Van vele tientallen lezers (inclusief sociaalpsychologen) kreeg ik intussen (zeer) positieve reacties. Ik kan ze hier niet zomaar met naam en toenaam citeren, maar ze sterken me in de overtuiging dat een grondige, genuanceerde reconstructie van de affaire-Stapel en haar context gewaardeerd wordt.


Natuurlijk zijn er ook kritische kanttekeningen. De Utrechtse emeritushoogleraar sociale psychologie Wolfgang Stroebe schrijft dat mijn boek leest als een thriller, maar is het niet eens met mijn uitspraken over de sociale psychologie: die is breder en robuuster dan ik denk. Verder denkt hij dat onderzoekers zonder de hedendaagse structuur van prikkels - afrekenen op aantallen publicaties - heel weinig zouden publiceren. Voor een sociaalpsycholoog is dit een begrijpelijke opvatting, maar als deze waar zou zijn is het in de wetenschap nog erger dan ik dacht. Voorlopig houd ik het erop dat intrinsieke motivatie de primaire drijfveer is om te onderzoeken en te publiceren.

Tot slot nog twee internetreacties, die voor zichzelf spreken, van Taede Smaedes en van Harry van de Vijfeijke.

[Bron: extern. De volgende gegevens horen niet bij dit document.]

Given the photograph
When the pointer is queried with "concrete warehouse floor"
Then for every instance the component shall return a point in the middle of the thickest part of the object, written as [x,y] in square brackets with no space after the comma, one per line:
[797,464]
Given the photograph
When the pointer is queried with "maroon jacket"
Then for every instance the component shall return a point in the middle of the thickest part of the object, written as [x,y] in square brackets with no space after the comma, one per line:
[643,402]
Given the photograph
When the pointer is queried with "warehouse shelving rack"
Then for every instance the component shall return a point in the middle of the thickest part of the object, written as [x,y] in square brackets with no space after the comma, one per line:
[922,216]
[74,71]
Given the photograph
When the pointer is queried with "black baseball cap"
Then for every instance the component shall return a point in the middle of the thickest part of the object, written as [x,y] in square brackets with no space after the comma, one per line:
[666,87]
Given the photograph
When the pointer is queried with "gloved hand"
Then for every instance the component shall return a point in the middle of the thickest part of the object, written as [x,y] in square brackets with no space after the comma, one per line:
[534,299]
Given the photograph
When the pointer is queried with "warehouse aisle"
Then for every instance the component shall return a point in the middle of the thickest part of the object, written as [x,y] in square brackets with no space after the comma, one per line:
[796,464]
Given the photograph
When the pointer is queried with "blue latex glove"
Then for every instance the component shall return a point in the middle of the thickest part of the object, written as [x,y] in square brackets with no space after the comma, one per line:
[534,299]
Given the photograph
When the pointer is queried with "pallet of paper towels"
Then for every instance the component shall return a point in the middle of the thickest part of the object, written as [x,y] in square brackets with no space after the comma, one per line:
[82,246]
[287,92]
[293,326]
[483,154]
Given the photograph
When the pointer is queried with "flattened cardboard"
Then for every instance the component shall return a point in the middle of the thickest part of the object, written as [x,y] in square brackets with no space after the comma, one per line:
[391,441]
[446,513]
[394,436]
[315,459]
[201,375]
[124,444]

PS Wist u dat er ook al Stapelshirts op de markt zijn?



dinsdag 11 juni 2013

Dokteren rond de sociale psychologie

De affaire-Stapel blijft de gemoederen bezig houden. De faculteit sociale wetenschappen in Utrecht controleert steekproefsgewijs hoe medewerkers hun data omzetten in publicaties, en hoopt zo wetenschappelijk integer gedrag te bevorderen. In Tilburg is men al een stap verder: daar is al een heel protocol voorhanden waarmee de opslag van gegevens en alle bewerkingen, alsook de correspondentie met tijdschriften, is geregeld. Better safe than sorry. Ik leerde dit vandaag op het Solid Psychological Science Symposium in Nijmegen, dat werd geleid door twee sociaalpsychologen die (ook naar eigen zeggen) veel op elkaar leken.

Marcel Zeelenberg
Daniel Wigboldus










Niet toevallig, zo leek het 's ochtends, heeft dit symposium hetzelfde acroniem (SPSS) als het populairste digitale statistiekpakket voor de sociale wetenschappen. Het roemruchte trio Joe Simmons, Leif Nelson en Uri Simonsohn (bekend van hun studie naar false-positives) behandelde in drie lezingen achtereenvolgens: nieuwe criteria voor replicatiestudies, het zogenaamde p-curving, en 'life after p-hacking'. Ophouden met p-hacking heeft tal van voordelen: je krijgt er minder publicaties en betere wetenschap van. Het is echter wel moeilijk om er mee te stoppen (daarvoor is in tussen P-Hackers Anonymous opgericht).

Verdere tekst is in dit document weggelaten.